US-China relations: Antony Blinken calls for level playing field for business and hits out at ‘non-market practices’

by Kawala Xie at

US Secretary of State Antony Blinken raised concerns about China’s “non-market practices” on the second day of his visit to the country.

In a meeting with Shanghai party chief Chen Jining on Thursday morning, Blinken opened by saying: “It’s important to underscore the value – in fact, the necessity – of direct engagement, of sustained engagement, of speaking to each other, laying out our differences which are real, seeking to work through them, and also looking for ways to build cooperation where we can.

“We have an obligation for our people and, indeed, an obligation for the world to manage the relationship between our two countries responsibly.”

Blinken’s visit, his second to the country in the space of 12 months, comes as the United States and China are stepping up official contacts in an effort to stop relations deteriorating further due to their ongoing disputes over issues such as trade and Taiwan.

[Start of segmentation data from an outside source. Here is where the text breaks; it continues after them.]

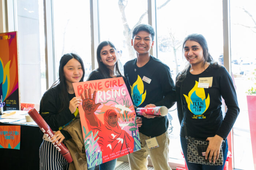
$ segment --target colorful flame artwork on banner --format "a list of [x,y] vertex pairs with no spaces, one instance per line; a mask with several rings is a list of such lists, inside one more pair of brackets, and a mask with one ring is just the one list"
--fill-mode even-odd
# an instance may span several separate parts
[[4,110],[19,108],[17,50],[16,32],[0,33],[0,102]]
[[20,149],[20,126],[0,126],[0,148]]

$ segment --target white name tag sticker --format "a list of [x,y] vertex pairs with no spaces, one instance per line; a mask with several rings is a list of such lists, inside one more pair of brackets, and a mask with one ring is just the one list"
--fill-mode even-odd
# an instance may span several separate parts
[[146,140],[146,143],[148,149],[151,149],[153,148],[155,148],[159,147],[158,143],[157,143],[157,138],[154,137],[149,139]]
[[151,82],[151,79],[149,78],[147,78],[145,76],[143,76],[142,80],[145,82],[146,82],[148,84],[150,84],[150,82]]
[[211,87],[212,86],[212,78],[213,77],[199,78],[198,83],[208,83],[209,87]]
[[209,83],[198,83],[198,86],[197,86],[197,87],[199,88],[209,88]]

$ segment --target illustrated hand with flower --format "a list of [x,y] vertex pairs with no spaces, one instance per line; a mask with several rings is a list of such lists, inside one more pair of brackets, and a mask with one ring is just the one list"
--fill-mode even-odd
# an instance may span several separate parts
[[89,123],[91,126],[98,126],[98,123],[97,118],[94,115],[94,112],[98,108],[101,104],[101,103],[95,103],[96,98],[96,91],[94,91],[91,97],[91,89],[88,89],[87,95],[87,91],[84,90],[84,97],[81,94],[81,98],[83,100],[82,106],[86,118],[88,120]]

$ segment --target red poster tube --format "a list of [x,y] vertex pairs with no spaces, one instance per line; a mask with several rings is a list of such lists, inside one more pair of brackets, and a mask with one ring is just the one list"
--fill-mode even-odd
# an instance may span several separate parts
[[[34,121],[37,123],[44,133],[48,137],[49,139],[54,135],[54,133],[49,125],[34,108],[29,111],[28,114],[33,119]],[[68,162],[69,163],[72,162],[73,161],[73,159],[68,149],[62,142],[59,143],[59,141],[57,141],[53,143],[53,145],[68,161]]]
[[142,115],[142,113],[155,116],[165,116],[168,113],[168,108],[165,106],[157,106],[154,107],[138,107],[136,113],[138,115]]

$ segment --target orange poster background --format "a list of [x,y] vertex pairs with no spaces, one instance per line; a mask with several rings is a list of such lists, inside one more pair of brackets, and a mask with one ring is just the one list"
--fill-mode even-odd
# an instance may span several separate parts
[[20,149],[20,126],[0,126],[0,148]]
[[[89,168],[140,149],[135,110],[122,77],[76,83],[73,85],[76,97],[84,96],[84,90],[88,93],[90,88],[91,99],[96,91],[95,104],[101,103],[94,112],[98,125],[101,124],[97,127],[90,124],[83,106],[78,106]],[[91,103],[84,104],[90,107]],[[117,123],[114,127],[106,122],[106,113],[110,110],[114,111],[117,116]],[[124,149],[125,145],[126,149]]]

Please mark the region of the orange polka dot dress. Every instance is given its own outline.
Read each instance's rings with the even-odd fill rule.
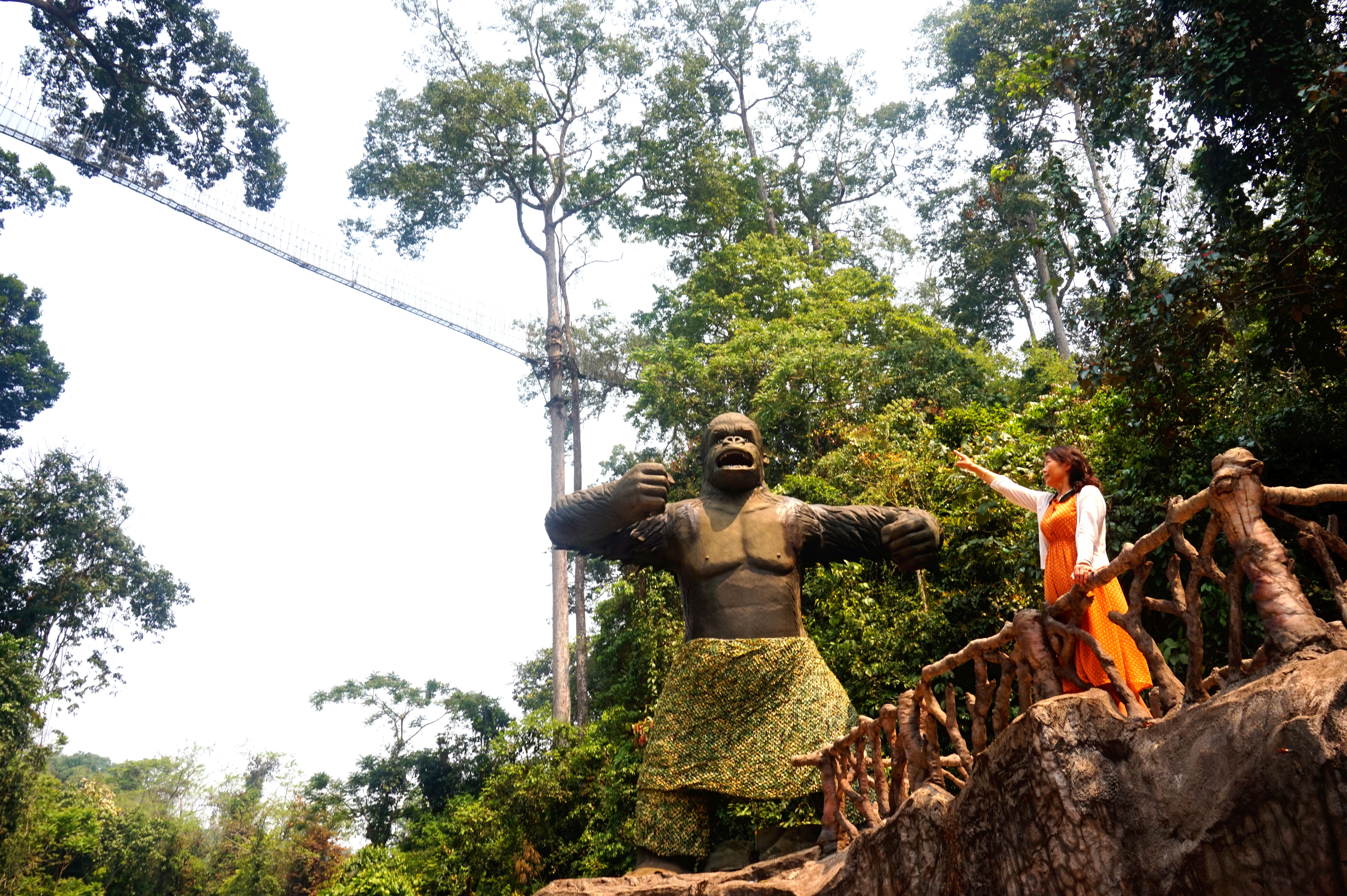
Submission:
[[[1075,584],[1071,573],[1076,565],[1076,495],[1065,500],[1053,500],[1043,513],[1039,523],[1043,535],[1048,541],[1048,558],[1043,569],[1043,589],[1048,603],[1056,603],[1061,595],[1071,591]],[[1141,693],[1150,687],[1150,667],[1146,658],[1141,655],[1137,642],[1131,635],[1119,628],[1111,619],[1109,611],[1117,609],[1127,612],[1127,600],[1122,596],[1122,588],[1114,578],[1109,584],[1092,592],[1094,601],[1086,611],[1080,627],[1095,636],[1105,652],[1113,657],[1118,665],[1118,671],[1131,690]],[[1095,658],[1094,651],[1079,644],[1076,647],[1076,675],[1090,685],[1107,685],[1109,677]],[[1078,693],[1080,689],[1070,681],[1061,682],[1067,693]]]

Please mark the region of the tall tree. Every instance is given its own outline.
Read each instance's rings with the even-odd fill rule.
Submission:
[[[428,32],[435,58],[409,97],[380,94],[365,155],[350,170],[354,199],[393,203],[380,226],[348,222],[352,234],[391,238],[418,254],[440,227],[461,223],[480,200],[511,203],[519,234],[543,266],[547,297],[547,413],[552,499],[566,492],[566,348],[562,313],[562,225],[597,226],[632,178],[633,128],[621,104],[644,66],[607,3],[520,0],[501,5],[521,48],[505,62],[478,58],[439,3],[405,0]],[[525,215],[531,219],[525,222]],[[570,718],[566,669],[570,616],[564,552],[552,552],[552,662],[560,670],[552,712]]]
[[[674,269],[687,274],[752,233],[884,230],[872,200],[894,190],[923,109],[866,108],[874,83],[859,59],[810,58],[799,23],[762,0],[679,0],[659,12],[628,233],[675,246]]]

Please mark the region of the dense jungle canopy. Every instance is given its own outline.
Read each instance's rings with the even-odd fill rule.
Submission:
[[[203,183],[237,165],[259,204],[275,200],[282,125],[213,13],[31,5],[27,65],[65,114],[89,117],[79,97],[97,94],[94,124],[131,121],[147,157]],[[381,96],[352,196],[392,214],[350,234],[415,253],[493,198],[521,221],[665,245],[676,285],[649,309],[574,326],[566,309],[567,351],[598,379],[568,379],[563,429],[625,398],[643,439],[613,449],[606,476],[659,459],[675,496],[695,494],[692,441],[734,409],[761,425],[776,491],[940,518],[939,570],[806,576],[807,628],[861,712],[1040,599],[1033,519],[959,475],[951,448],[1032,483],[1047,448],[1082,447],[1110,553],[1233,445],[1266,461],[1269,484],[1347,482],[1340,3],[956,3],[920,24],[902,101],[863,61],[811,58],[791,8],[754,0],[509,1],[500,23],[520,50],[506,61],[473,55],[438,7],[404,5],[446,55],[424,86]],[[559,65],[571,81],[540,93],[537,73]],[[581,87],[607,105],[572,116]],[[154,113],[179,94],[187,117]],[[536,151],[572,125],[571,155]],[[0,211],[67,195],[0,152]],[[548,287],[564,299],[579,244],[556,239]],[[42,340],[42,292],[4,277],[0,297],[12,447],[3,433],[55,402],[65,371]],[[587,662],[572,651],[575,724],[551,717],[550,651],[520,657],[521,717],[502,696],[353,669],[311,702],[365,706],[383,752],[306,778],[261,753],[209,783],[191,755],[113,764],[38,736],[43,706],[114,679],[117,638],[170,630],[189,599],[121,530],[124,492],[61,451],[0,479],[0,896],[458,896],[630,866],[641,731],[682,639],[669,576],[572,565],[591,620]],[[1222,666],[1227,604],[1210,588],[1204,659]],[[1148,627],[1183,677],[1177,623]],[[1258,643],[1257,613],[1245,627]],[[729,839],[811,811],[729,803],[715,826]]]

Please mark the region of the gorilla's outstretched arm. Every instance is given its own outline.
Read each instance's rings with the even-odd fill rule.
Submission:
[[[552,544],[606,560],[667,568],[669,527],[664,510],[668,474],[660,464],[637,464],[617,482],[564,495],[547,511]]]
[[[940,523],[917,507],[808,505],[804,565],[839,560],[888,560],[898,569],[931,569],[940,556]]]

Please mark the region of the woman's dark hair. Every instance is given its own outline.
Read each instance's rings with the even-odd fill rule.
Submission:
[[[1075,445],[1057,445],[1056,448],[1049,448],[1043,455],[1044,457],[1052,457],[1059,464],[1065,464],[1071,467],[1071,487],[1084,488],[1086,486],[1094,486],[1103,491],[1099,484],[1099,478],[1094,475],[1094,468],[1090,467],[1090,461],[1086,456],[1080,453],[1080,449]]]

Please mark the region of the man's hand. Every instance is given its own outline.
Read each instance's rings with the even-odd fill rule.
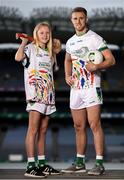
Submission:
[[[97,64],[93,64],[92,62],[88,62],[86,64],[86,69],[90,72],[94,72],[98,69],[98,65]]]
[[[66,76],[65,77],[65,80],[66,80],[66,83],[69,85],[69,86],[72,86],[74,81],[72,79],[72,76]]]

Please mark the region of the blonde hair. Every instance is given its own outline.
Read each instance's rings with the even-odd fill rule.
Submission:
[[[40,29],[41,26],[47,26],[50,30],[50,38],[49,38],[49,41],[46,45],[46,48],[48,50],[48,53],[49,53],[49,56],[52,58],[53,54],[52,54],[52,29],[51,29],[51,26],[48,22],[40,22],[38,23],[35,28],[34,28],[34,31],[33,31],[33,38],[34,38],[34,41],[33,41],[33,44],[36,45],[36,50],[37,50],[37,53],[39,51],[39,41],[38,41],[38,37],[37,37],[37,32],[38,30]]]

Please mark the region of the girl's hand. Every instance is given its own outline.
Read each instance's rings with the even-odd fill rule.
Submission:
[[[65,77],[65,80],[66,80],[66,83],[69,85],[69,86],[72,86],[74,81],[72,79],[72,76],[67,76]]]
[[[90,72],[94,72],[98,69],[97,64],[93,64],[92,62],[88,62],[86,64],[86,69]]]

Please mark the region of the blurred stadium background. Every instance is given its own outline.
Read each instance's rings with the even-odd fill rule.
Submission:
[[[16,32],[32,36],[39,21],[48,21],[53,36],[61,39],[62,51],[57,55],[59,71],[54,72],[57,112],[51,116],[47,134],[47,158],[71,161],[75,154],[75,135],[69,110],[69,88],[64,80],[65,43],[74,33],[68,7],[33,8],[30,16],[15,7],[0,6],[0,162],[26,161],[24,139],[28,124],[25,112],[23,67],[14,60],[20,41]],[[47,13],[46,13],[47,12]],[[112,50],[117,64],[102,72],[106,161],[124,161],[124,9],[91,9],[90,28],[102,35]],[[88,129],[87,160],[95,157],[92,134]]]

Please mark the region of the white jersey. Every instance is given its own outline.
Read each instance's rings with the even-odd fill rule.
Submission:
[[[24,82],[27,101],[55,104],[52,62],[47,50],[34,44],[25,47]],[[29,61],[28,61],[29,58]]]
[[[100,71],[91,73],[86,65],[86,54],[91,50],[107,49],[106,42],[101,36],[89,30],[82,36],[73,35],[66,43],[66,52],[72,59],[72,78],[74,89],[86,89],[101,86]]]

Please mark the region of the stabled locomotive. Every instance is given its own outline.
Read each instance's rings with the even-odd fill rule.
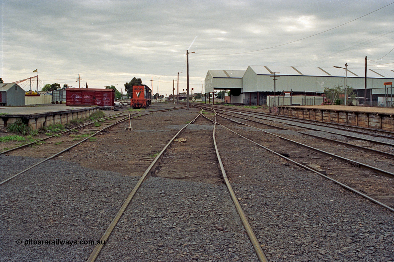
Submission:
[[[133,97],[130,103],[133,108],[145,108],[151,103],[152,90],[148,86],[133,86]]]

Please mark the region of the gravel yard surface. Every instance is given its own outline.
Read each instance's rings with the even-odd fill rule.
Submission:
[[[98,261],[258,261],[225,186],[151,177],[134,197]]]
[[[37,161],[0,158],[6,171],[22,159]],[[0,261],[84,261],[94,245],[25,245],[25,241],[99,240],[138,178],[58,160],[40,166],[0,187]]]

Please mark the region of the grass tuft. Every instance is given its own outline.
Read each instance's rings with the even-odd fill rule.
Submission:
[[[27,125],[24,124],[20,119],[18,119],[15,123],[8,125],[7,127],[8,132],[22,135],[35,136],[38,134],[38,131],[33,129]]]
[[[11,141],[23,142],[26,140],[26,138],[24,137],[17,135],[13,135],[10,136],[4,136],[4,137],[0,137],[0,142],[9,142]]]

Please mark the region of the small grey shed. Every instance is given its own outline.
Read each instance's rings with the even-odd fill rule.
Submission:
[[[25,93],[17,84],[0,84],[0,105],[24,105]]]

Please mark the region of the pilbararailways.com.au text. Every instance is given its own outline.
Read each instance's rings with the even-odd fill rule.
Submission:
[[[22,240],[18,239],[17,243],[19,245],[22,244]],[[71,246],[72,245],[104,245],[105,240],[72,240],[54,239],[53,240],[26,239],[24,241],[25,246],[30,245],[66,245]]]

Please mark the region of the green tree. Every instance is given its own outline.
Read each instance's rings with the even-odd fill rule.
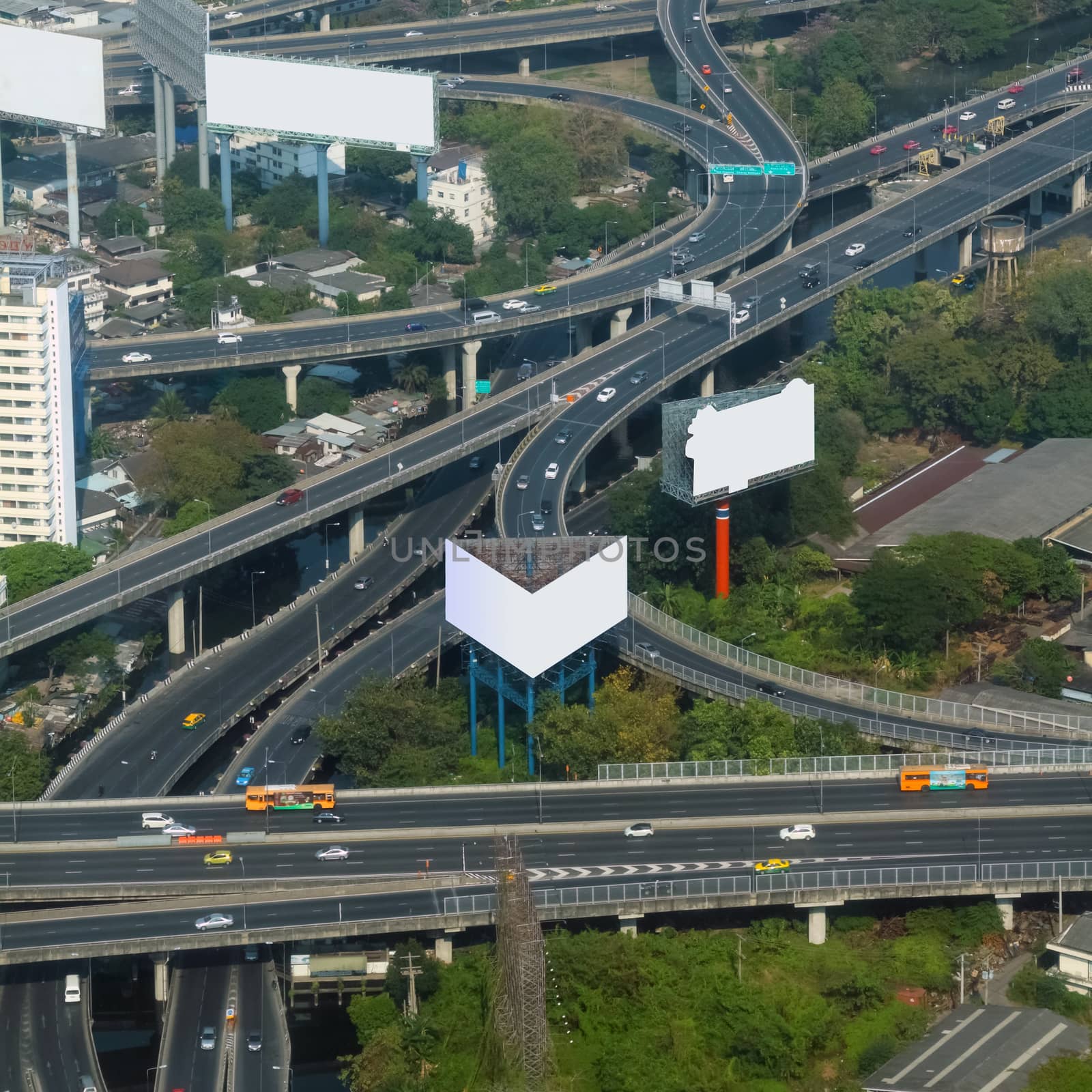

State Department spokesperson Matthew Miller said after the meeting: “In a constructive and candid exchange, [Blinken] raised concerns about PRC [People’s Republic of China] trade policies and non-market economic practices and stressed that the United States seeks a healthy economic competition with the PRC and a level playing field for US workers and firms operating in China.”

The US has accused China of undermining the interests of American firms through unfair competition and manufacturing “overcapacity”, floating the possibility of placing further tariffs on Chinese goods such as electric vehicles and metals to stop them “flooding” the market.

The Chinese commerce ministry said on Thursday that accusations about overcapacity are “unreasonable”, and warned they may damage business confidence and global green development.

Chen, who is also a member of the Chinese Politburo, told Blinken in the meeting that Shanghai is home to more than 8,000 American companies.